The ray tracer can color objects based on the .mtl files that Blender exports alongside the .obj files.
While the .obj file path is given as the first argument to the program, the .mtl file path is the optional second argument.
There is lighting in the form of an arbitrary number of point lights combined with a direct lighting shader, adapted from the lab work made during the course.
Development of the ray tracer began a couple of days ago.

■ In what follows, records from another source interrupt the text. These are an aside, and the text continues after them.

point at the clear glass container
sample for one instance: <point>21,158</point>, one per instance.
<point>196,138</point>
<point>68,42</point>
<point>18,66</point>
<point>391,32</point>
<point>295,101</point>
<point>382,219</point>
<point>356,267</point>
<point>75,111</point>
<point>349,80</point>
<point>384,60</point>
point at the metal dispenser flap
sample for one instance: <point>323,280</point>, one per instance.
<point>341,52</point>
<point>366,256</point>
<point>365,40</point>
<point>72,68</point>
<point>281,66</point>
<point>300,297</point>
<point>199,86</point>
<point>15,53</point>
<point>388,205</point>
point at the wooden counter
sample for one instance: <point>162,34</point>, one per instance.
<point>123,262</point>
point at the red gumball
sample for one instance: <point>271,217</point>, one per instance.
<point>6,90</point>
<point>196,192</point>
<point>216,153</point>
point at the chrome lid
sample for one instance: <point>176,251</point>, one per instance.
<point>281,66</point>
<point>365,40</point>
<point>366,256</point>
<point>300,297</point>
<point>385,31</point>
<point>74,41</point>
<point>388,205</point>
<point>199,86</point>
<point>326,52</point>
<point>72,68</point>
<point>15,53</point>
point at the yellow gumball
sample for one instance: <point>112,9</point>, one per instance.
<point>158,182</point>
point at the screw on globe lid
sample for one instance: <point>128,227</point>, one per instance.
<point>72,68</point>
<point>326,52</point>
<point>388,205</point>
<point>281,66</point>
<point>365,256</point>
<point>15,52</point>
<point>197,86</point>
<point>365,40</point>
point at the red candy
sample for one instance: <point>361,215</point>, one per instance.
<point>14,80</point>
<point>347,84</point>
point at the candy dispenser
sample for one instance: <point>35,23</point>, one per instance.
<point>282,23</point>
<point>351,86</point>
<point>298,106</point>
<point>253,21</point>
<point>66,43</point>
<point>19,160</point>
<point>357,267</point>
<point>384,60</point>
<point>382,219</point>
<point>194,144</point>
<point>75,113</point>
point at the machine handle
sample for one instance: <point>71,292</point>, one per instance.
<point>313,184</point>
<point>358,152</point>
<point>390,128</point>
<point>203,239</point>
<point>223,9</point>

Its design is similar to that of the ray tracer we wrote as a lab exercise on the course, and it borrows some pieces of code from it.
Still, as far as my work effort is concerned, I am more or less rewriting it from scratch, making some diverging design decisions along the way.
For instance, there is no need for any kind of real-time interactivity, and thus such things will not be implemented in the first place (come to think of it, there is as of now a main loop, but that is going out the window very soon).
However, the most notable actually new functionality in this very early stage is the .obj file parser.
It allows me to render any scene exported from Blender, provided that all the faces have been triangulated.
Next up on my todo list is to conceptually swap some of the spatial axes around to match how they are in Blender, and then implement some lighting shaders.
I should then be well on my way to start implementing the BSP algorithm.